I grandi patrimoni possono dare un contributo determinante allo sviluppo dell’economia reale, favorendo quel circolo virtuoso di cui da anni si parla e che dovrebbe portare più risparmio verso le imprese. «Proprio la recente ricerca che abbiamo commissionato al Censis sul valore sociale del private banking rivela che oltre il 50% della popolazione desidera che una parte delle ricchezze dei piu benestanti dovrebbero essere finalizzate allo sviluppo economico del paese - ricorda Antonella Massari, segretario generale di Aipb (l’Associazione italiana private banking)-. Dalle nostre analisi c’è evidenza del fatto che i patrimoni delle famiglie private sono largamente diversificati, assistiti da consulenza evoluta, senza esigenza di immediata liquidabilità e quindi adatti ad investimenti di medio e lungo periodo, ideali per finanziare i progetti di sviluppo delle imprese».
Se si guardano proprio i portafogli delle famiglie private si vede infatti che la presenza di investimenti illiquidi è contenuta. «Questa allocazione dunque, a fronte di regole chiare (trasparenza della governance, prospettive di medio e lungo termine chiare, valutazione a monte dei rischi) - aggiunge Massari - potrebbe crescere».
È stata la spinta arrivata dai Pir (piani individuali di risparmio) che sono nati proprio con questa logica ad aver dato nel 2017 una grossa accelerazione al segmento Aim che è letteralmente esploso (e proprio oggi in Borsa italiana dalle ore 8.30 c’è Aim Investor Day, incontro tra Pmi quotate e investitori).

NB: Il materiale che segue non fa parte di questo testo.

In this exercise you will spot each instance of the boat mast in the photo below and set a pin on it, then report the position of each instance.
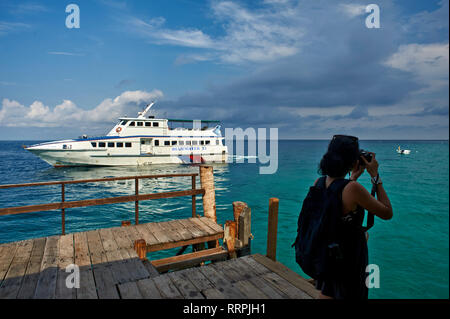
(142, 114)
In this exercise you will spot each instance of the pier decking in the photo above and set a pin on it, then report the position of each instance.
(111, 263)
(110, 268)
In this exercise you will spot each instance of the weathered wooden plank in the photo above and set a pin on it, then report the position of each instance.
(46, 285)
(253, 264)
(143, 233)
(166, 287)
(233, 275)
(133, 264)
(187, 289)
(189, 225)
(167, 229)
(221, 283)
(197, 278)
(267, 289)
(148, 289)
(104, 280)
(184, 233)
(109, 244)
(87, 288)
(13, 279)
(212, 224)
(161, 236)
(129, 290)
(33, 269)
(213, 293)
(66, 258)
(150, 268)
(287, 274)
(249, 290)
(284, 286)
(121, 237)
(202, 226)
(8, 252)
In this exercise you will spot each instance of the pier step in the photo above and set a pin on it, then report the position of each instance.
(189, 260)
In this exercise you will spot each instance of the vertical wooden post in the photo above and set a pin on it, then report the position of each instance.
(272, 231)
(136, 203)
(209, 199)
(63, 211)
(194, 214)
(141, 248)
(230, 237)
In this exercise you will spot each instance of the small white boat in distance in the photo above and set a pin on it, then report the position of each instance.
(141, 140)
(400, 151)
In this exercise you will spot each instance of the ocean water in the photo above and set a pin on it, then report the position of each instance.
(411, 250)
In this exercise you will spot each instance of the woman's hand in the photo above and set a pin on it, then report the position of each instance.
(372, 166)
(357, 171)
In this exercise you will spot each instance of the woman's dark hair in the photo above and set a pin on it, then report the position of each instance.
(343, 152)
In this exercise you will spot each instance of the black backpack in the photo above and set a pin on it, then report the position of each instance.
(317, 249)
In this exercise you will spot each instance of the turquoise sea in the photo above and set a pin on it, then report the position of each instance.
(411, 250)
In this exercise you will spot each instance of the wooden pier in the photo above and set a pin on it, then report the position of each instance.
(112, 262)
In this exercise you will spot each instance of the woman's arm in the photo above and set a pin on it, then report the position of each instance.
(381, 207)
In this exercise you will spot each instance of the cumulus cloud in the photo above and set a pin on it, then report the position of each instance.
(68, 114)
(260, 35)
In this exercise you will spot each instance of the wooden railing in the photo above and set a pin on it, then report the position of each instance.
(101, 201)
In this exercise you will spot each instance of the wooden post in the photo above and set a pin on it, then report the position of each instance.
(136, 203)
(272, 231)
(193, 199)
(230, 237)
(141, 248)
(63, 211)
(209, 199)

Aim Italia è il segmento di Piazza Affari, sull’esempio di quello inglese, destinato alle Pmi eccellenti che vogliono approdare in Borsa con un percorso facilitato. Secondo l’Osservatorio di Ir Top Consulting, un universo 113 società quotate (+19% vs 2017) con una capitalizzazione di 7,4 miliardi di euro (+20% vs 2017). L’identikit dell'azienda di questo segmento di mercato ha un flottante medio da Ipo pari in media al 22% (al netto delle Spac), una capitalizzazione di 38 milioni e ricavi di poco superiori ai 40 milioni di euro. I settori più rappresentati sono finanza (21%), industria (18%) e media(14%). Ammonta a 4,1 miliardi di euro la raccolta complessiva (derivanti dalle Ipo, gli uomenti di capitale e l’emissione diBond)delle società Aim. Il flottante medio da Ipo è pari al 22% (al netto delle Soac).

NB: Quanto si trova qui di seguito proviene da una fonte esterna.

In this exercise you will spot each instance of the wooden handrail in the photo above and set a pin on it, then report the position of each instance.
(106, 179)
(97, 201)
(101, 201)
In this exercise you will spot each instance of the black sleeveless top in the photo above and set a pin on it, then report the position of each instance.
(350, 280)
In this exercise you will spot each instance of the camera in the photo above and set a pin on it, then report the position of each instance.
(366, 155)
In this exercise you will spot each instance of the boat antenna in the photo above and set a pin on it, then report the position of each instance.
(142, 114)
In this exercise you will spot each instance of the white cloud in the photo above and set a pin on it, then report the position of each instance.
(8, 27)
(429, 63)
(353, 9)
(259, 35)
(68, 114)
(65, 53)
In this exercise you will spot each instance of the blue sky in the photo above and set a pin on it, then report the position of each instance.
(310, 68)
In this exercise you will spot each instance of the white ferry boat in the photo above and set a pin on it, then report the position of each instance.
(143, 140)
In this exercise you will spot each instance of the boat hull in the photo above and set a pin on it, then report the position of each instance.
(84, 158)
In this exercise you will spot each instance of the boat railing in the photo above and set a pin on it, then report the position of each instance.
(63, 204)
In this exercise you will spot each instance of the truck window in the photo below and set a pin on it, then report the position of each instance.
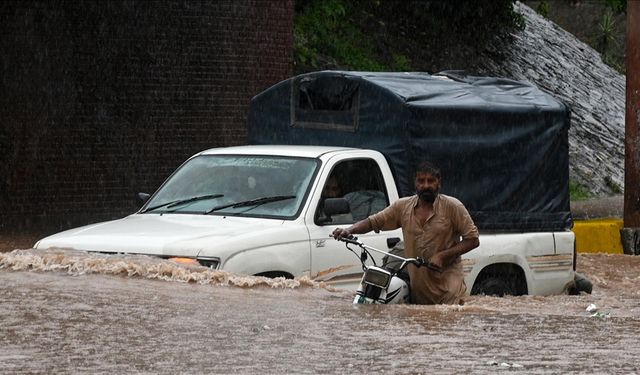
(325, 103)
(360, 182)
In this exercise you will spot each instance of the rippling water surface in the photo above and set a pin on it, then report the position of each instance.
(65, 311)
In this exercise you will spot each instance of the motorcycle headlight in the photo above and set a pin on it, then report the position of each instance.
(209, 262)
(377, 277)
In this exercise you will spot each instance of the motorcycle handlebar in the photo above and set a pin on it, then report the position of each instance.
(418, 261)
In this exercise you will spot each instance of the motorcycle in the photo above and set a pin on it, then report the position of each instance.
(385, 284)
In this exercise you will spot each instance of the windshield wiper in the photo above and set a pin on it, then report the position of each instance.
(252, 202)
(183, 201)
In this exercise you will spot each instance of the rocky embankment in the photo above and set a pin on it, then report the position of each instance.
(558, 62)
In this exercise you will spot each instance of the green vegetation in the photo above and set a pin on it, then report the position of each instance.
(411, 35)
(326, 29)
(578, 192)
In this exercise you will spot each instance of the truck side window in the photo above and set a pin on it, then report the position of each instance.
(360, 182)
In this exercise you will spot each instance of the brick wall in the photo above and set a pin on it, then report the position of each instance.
(102, 99)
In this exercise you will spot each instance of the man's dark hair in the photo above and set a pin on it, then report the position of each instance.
(428, 167)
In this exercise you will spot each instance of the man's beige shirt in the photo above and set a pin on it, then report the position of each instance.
(449, 224)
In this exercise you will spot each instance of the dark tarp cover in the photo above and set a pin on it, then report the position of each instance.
(502, 145)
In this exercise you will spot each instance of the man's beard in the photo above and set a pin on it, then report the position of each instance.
(428, 195)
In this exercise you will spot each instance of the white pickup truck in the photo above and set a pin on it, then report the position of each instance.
(502, 147)
(257, 210)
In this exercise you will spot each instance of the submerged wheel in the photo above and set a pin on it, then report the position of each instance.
(580, 284)
(493, 286)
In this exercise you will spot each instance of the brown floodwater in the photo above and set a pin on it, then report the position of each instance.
(73, 312)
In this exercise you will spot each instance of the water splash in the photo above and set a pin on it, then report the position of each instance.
(77, 263)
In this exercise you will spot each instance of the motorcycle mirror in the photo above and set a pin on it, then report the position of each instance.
(393, 241)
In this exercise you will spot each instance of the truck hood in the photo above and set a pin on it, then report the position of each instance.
(165, 235)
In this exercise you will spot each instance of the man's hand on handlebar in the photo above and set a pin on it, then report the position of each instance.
(339, 233)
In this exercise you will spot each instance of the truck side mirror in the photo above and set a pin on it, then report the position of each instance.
(143, 197)
(336, 206)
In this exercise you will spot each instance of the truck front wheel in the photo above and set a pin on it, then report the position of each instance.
(500, 280)
(492, 286)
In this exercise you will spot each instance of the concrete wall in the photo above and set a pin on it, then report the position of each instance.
(102, 99)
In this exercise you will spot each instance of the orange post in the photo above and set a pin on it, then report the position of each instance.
(632, 136)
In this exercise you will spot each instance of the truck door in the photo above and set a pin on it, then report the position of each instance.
(362, 183)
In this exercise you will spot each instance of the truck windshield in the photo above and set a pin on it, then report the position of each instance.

Per quanto i mercati da qualche mese non siano favorevoli, «prosegue da parte degli imprenditori il forte interesse a valutare le potenzialità della quotazione su Aim , anche in questo contesto di mercato che vede gli investitori particolarmente selettivi», spiega Anna Lambiase, amministratore delegato e fondatore di IR Top Consulting, advisor finanziario per Aim. Nel 2018 ci sono state 24 nuovi approdi sul listino per una raccolta di 1,3 miliardi di euro (8,2 milioni raccolti in media nel 2018, al netto delle Spac, le special purpose che hanno vivacizzato il mercato).

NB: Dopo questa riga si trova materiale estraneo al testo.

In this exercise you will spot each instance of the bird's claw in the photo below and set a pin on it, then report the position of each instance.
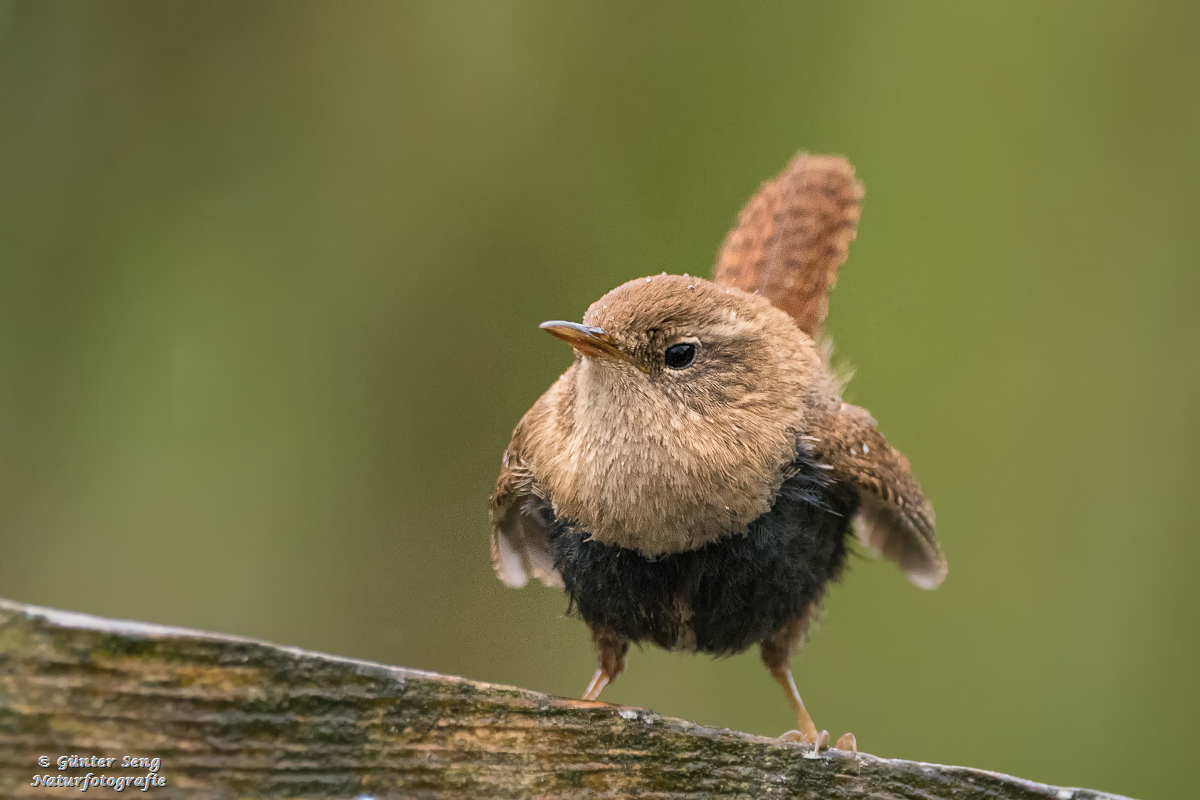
(817, 740)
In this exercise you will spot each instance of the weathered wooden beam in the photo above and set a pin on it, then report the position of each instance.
(234, 717)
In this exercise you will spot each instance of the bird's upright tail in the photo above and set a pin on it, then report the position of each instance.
(792, 236)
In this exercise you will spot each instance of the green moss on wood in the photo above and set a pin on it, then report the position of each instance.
(233, 717)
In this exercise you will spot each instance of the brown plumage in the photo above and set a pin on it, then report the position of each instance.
(690, 479)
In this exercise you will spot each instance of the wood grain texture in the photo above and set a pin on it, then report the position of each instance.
(792, 235)
(234, 717)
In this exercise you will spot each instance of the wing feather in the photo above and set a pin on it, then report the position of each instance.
(894, 518)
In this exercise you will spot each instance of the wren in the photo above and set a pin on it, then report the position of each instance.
(694, 477)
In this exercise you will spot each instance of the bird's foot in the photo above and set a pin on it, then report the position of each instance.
(817, 740)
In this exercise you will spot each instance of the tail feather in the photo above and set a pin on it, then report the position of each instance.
(792, 236)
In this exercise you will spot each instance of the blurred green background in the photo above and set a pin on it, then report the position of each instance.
(270, 276)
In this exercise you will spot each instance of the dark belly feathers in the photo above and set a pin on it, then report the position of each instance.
(727, 595)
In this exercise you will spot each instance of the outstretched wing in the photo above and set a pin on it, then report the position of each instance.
(519, 512)
(792, 236)
(894, 518)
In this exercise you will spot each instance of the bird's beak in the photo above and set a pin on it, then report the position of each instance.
(588, 341)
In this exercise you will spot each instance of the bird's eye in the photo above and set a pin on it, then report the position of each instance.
(678, 356)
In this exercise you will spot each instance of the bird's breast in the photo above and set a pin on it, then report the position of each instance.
(645, 473)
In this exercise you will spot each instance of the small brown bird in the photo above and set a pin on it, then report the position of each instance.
(693, 479)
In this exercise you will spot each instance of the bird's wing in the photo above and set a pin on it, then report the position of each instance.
(519, 512)
(792, 236)
(894, 518)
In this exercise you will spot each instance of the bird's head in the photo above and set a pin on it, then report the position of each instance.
(681, 413)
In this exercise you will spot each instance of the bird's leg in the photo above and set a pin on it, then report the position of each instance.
(611, 649)
(777, 655)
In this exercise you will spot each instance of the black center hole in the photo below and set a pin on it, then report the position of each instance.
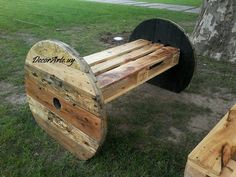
(56, 103)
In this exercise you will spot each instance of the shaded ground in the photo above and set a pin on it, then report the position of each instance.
(151, 131)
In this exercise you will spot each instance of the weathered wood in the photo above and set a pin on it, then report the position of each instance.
(117, 61)
(120, 80)
(76, 95)
(215, 153)
(77, 118)
(114, 52)
(68, 101)
(66, 134)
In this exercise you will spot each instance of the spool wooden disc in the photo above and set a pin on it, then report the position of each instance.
(64, 97)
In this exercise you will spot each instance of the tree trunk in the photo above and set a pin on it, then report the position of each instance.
(215, 32)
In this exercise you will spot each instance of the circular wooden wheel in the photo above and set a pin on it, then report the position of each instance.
(64, 97)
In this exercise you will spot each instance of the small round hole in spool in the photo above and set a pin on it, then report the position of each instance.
(56, 103)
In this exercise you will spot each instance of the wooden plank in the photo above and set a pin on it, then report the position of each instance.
(126, 70)
(72, 76)
(117, 61)
(78, 117)
(76, 95)
(66, 134)
(114, 52)
(216, 149)
(124, 85)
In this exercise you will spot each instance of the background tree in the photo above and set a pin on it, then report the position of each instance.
(215, 32)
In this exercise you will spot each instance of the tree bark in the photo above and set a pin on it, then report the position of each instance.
(215, 32)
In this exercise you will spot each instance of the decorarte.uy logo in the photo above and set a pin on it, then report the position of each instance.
(55, 59)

Ma chi investe nell’Aim? Sono 102 investitori istituzionali, 25 italiani (24%) e 77 esteri (il 76%, rispetto al 62% del 2017)
per 720 milioni di investimento complessivo. Si contano 660 partecipazioni (343 a luglio 2017) e 6 partecipazioni per investitore.
Ammonta a 1,03 milioni di euro il valore medio della singola partecipazione. Le società maggiormente partecipate dagli investitori
sono Orsero, ICF Group, Italian Wine Brands. «Quest’anno abbiamo supportato la quotazione di una società digitale, Circle,
di una nutraceutica, Kolinpharma, di una startup media, Portobello, e di una green, Renergetica - aggiunge Lambiase -; per
i primi mesi del 2019 porteremo in Borsa aziende che operano nei settori industriale, lifestyle e fintech. Le richieste di
quotazione arrivano soprattutto da Pmi che operano in nicchie del comparto industriale e nell’ambito tecnologico con forte
componente di innovazione. Queste guardano all’accesso al mercato dei capitali come ad uno strumento per la crescita e l'internazionalizzazione
della propria società, anche attraverso acquisizioni». Come spiega l’esperta, l'imprenditore che guarda alla Borsa deve essere
consapevole che la quotazione può facilitare anche il passaggio generazionale rappresentando un'opportunità per modernizzare
la gestione aziendale e razionalizzare la propria governance, permettendo al contempo all'impresa familiare di mantenere l'autonomia
decisionale e gestionale visto che la quota di controllo media in capo all'emittente resta pari al 78 per cento.